An employee at the UK’s consulate in Hong Kong has been detained by mainland Chinese authorities on his way back to the city, his girlfriend has said.
Simon Cheng, 28, was travelling back from a business trip in Shenzhen province to his native Hong Kong on 8 August when he suddenly stopped messaging, his girlfriend, Li, told the Guardian.
“Ready to pass through the border … pray for me,” he had messaged just before he went silent, Li said.
More than 10 days later, Li and Cheng’s family have not been able to get in touch with him. Li said Hong Kong immigration authorities told her Cheng had been placed under “administrative detention” in mainland China in an unknown location and for unknown reasons.
The detention of Cheng, who works in the British consulate as a trade and investment officer for Scottish Development International, comes amid more than two months of pro-democracy protests in Hong Kong that have threatened Beijing’s authority over the city.
“We are extremely concerned by reports that a member of our team has been detained returning to Hong Kong from Shenzhen,” a spokesman for the Foreign and Commonwealth Office said. “We are providing support to his family and seeking further information from authorities in Guangdong province and Hong Kong.”
Cheng’s detention was first reported by the Hong Kong news site HK01. According to Li, he regularly travels to mainland China for meetings and had gone there most recently for work.
Immigration officials have increased checks at the border between mainland China and Hong Kong, detaining people and checking their phones and other devices.
Beijing has taken an increasingly hardline tone against the protests, which it sees as a direct challenge to its rule.
It has also repeatedly warned Britain – the former colonial ruler of Hong Kong – against “interference”. China has appeared irked by Britain’s public rebukes of the Hong Kong authorities’ handling of the demonstrations.
According to Li, Cheng had not participated in the protests or expressed his position on the movement in any public forums. “As far as I know, he did not attend any of the protests, even the 1 million march.

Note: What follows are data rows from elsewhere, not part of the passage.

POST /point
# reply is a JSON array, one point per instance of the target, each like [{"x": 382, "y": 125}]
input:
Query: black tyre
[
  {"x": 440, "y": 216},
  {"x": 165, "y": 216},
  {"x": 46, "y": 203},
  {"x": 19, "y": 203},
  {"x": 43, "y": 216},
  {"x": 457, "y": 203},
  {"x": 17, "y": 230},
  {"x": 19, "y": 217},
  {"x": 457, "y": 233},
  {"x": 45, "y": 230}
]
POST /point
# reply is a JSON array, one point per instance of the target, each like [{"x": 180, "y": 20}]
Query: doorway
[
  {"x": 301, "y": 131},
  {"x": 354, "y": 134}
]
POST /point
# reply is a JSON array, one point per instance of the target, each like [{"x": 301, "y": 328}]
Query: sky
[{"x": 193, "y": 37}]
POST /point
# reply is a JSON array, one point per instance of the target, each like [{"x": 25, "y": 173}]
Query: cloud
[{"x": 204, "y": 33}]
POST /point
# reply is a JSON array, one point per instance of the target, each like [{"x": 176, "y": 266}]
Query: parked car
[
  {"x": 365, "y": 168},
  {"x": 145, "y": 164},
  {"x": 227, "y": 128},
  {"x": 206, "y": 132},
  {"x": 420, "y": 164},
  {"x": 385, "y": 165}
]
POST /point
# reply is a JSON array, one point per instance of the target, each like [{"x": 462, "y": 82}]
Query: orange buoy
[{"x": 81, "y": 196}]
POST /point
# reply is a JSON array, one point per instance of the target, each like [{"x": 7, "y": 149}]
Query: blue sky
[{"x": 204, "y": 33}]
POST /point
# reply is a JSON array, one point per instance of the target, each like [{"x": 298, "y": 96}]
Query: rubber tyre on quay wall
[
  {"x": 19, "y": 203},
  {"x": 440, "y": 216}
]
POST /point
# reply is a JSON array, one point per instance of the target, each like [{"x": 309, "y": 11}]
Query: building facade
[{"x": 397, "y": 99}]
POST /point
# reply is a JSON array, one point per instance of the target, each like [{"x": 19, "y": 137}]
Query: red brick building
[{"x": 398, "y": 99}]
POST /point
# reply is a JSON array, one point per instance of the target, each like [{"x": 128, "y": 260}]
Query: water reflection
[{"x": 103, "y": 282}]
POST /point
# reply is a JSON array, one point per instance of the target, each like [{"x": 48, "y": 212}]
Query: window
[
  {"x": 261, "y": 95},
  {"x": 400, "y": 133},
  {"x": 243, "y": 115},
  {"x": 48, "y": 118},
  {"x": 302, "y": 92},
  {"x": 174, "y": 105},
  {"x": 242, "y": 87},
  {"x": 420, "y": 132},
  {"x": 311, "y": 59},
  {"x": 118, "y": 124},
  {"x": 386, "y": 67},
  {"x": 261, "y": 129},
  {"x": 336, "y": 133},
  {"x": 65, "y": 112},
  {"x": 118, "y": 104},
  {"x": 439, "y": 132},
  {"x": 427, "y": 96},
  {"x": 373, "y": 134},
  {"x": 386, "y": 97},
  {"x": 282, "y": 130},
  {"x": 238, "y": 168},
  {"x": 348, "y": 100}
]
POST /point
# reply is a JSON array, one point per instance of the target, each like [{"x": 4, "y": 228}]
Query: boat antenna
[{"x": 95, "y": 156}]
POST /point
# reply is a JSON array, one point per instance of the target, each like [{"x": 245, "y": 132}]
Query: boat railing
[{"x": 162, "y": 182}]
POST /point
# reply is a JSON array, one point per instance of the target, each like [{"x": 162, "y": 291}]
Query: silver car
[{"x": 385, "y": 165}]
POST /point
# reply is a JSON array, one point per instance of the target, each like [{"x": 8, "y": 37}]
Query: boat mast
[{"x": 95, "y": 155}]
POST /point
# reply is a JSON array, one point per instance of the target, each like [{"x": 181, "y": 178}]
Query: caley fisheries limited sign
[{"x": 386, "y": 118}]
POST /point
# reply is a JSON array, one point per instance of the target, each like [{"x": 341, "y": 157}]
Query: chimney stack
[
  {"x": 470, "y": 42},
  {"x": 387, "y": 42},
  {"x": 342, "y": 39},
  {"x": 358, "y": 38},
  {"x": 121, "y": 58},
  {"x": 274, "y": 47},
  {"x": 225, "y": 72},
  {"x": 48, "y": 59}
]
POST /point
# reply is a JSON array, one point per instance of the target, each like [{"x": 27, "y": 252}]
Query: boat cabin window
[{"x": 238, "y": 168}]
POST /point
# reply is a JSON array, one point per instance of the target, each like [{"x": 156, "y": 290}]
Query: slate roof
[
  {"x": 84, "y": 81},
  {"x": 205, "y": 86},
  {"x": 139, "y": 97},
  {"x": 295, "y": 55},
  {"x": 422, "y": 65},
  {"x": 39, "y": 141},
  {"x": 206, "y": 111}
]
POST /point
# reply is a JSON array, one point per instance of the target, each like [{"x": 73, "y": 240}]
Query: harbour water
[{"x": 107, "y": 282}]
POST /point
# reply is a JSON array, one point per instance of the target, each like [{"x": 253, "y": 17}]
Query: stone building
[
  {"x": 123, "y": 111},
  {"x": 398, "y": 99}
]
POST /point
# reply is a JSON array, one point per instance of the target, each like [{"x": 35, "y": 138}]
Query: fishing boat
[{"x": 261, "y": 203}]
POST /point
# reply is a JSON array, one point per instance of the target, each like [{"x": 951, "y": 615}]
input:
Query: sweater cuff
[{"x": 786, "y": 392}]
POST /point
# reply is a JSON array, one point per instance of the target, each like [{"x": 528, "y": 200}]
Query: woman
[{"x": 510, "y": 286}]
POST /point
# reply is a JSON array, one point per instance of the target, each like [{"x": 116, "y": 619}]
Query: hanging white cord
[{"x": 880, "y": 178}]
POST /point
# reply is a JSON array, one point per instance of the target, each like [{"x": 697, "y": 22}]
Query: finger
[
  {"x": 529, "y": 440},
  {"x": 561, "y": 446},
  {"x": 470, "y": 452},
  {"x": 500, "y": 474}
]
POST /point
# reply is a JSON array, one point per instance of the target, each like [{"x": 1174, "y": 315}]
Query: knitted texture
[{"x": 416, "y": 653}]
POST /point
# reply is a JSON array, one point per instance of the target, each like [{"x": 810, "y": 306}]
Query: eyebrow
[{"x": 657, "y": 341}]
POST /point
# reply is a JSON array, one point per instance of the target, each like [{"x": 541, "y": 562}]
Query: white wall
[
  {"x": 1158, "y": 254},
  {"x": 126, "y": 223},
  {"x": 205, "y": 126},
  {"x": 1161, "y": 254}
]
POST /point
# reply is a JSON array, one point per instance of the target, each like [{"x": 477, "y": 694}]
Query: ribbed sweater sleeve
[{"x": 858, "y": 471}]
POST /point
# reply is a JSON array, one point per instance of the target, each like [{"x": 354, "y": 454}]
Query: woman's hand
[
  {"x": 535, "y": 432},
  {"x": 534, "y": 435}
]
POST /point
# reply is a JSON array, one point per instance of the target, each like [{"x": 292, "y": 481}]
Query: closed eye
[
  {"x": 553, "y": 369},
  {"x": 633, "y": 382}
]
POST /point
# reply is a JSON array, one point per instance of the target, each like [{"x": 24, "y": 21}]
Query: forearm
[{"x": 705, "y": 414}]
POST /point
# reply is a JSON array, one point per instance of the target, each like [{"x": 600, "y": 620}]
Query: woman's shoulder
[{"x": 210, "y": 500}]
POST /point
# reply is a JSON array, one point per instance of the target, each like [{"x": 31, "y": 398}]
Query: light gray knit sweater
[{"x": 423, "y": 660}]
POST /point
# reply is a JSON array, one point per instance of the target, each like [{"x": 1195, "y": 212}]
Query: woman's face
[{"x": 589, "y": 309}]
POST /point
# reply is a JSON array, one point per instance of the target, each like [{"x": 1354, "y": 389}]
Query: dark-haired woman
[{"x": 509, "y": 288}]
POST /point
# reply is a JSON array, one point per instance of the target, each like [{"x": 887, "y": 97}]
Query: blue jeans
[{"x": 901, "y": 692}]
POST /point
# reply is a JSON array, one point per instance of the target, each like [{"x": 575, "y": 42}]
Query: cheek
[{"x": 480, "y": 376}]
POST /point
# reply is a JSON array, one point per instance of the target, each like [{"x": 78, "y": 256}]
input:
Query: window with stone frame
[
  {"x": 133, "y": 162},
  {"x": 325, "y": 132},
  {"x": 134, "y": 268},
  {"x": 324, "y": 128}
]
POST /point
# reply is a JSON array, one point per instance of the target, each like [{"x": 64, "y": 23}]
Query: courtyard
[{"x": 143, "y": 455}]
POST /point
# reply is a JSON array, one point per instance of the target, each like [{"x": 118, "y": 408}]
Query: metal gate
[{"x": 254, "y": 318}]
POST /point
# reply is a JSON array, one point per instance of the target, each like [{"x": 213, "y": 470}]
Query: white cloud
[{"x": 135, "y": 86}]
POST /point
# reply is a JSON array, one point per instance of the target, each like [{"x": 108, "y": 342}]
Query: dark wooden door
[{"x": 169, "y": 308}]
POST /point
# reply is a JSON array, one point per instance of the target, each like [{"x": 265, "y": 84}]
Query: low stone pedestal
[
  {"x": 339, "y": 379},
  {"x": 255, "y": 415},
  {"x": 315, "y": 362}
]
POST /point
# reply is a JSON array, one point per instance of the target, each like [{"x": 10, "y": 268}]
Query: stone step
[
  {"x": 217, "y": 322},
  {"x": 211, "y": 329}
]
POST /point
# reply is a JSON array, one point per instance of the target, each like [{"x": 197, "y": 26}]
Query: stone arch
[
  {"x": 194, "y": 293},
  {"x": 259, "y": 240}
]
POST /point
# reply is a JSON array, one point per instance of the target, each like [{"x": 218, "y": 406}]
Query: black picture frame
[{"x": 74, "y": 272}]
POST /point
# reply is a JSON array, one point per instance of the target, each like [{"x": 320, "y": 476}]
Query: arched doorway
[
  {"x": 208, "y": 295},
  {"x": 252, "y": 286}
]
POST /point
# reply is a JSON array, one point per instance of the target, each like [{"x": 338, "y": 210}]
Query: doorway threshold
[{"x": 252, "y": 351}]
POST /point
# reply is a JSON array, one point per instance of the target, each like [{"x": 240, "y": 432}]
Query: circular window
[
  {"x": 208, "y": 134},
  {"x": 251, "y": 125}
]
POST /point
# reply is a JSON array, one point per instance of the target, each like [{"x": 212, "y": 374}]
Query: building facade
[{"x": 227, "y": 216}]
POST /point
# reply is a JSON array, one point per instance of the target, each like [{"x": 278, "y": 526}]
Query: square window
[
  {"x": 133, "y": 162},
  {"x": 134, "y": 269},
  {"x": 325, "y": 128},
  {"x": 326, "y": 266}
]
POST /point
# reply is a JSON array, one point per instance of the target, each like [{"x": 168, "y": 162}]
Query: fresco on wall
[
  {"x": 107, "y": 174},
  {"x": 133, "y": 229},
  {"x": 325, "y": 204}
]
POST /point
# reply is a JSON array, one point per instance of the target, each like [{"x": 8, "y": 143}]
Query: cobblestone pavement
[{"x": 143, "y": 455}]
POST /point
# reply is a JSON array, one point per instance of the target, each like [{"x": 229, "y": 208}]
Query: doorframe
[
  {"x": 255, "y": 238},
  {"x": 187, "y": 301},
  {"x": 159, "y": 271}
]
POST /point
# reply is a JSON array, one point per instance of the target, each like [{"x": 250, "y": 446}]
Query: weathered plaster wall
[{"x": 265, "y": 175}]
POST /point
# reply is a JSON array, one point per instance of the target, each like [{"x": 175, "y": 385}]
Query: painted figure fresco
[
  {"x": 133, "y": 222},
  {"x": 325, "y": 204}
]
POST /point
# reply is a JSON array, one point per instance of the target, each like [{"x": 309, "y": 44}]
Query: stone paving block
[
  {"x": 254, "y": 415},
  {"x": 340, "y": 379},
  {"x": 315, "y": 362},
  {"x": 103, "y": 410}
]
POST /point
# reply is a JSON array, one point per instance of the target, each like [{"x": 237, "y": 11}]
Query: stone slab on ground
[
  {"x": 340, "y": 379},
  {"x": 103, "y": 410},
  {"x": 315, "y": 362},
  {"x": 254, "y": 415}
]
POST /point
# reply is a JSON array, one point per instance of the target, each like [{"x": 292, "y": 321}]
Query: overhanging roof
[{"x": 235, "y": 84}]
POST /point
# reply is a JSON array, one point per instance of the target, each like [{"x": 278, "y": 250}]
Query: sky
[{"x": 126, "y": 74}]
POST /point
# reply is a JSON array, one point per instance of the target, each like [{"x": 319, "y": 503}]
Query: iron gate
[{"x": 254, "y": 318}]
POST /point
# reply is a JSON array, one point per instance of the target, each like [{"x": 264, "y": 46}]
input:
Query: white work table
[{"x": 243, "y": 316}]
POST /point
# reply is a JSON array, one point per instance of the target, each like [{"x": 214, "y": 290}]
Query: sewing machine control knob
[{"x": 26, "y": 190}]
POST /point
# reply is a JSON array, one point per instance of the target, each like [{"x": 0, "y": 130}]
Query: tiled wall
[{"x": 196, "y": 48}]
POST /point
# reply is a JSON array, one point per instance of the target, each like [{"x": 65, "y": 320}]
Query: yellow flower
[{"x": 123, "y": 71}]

I am just worried about him,” she said.
Li, who met Cheng while he was studying in Taiwan – where she is from – has been calling and writing to British, Chinese, and Hong Kong officials. According to Li, Cheng’s career had progressed from a part-time job at a fast food restaurant to his current position at the consulate. “His life was just beginning,” she said.
“He grew up to be a very caring, diligent and hardworking person. Now, he is missing and detained for no reason. This is deeply distressing for his family and friends.”
Li said she and Cheng had discussed marriage, and possibly moving back to Taiwan, but Cheng wanted to remain in Hong Kong. “He said he loves Hong Kong and wanted to sacrifice all he has for his motherland.”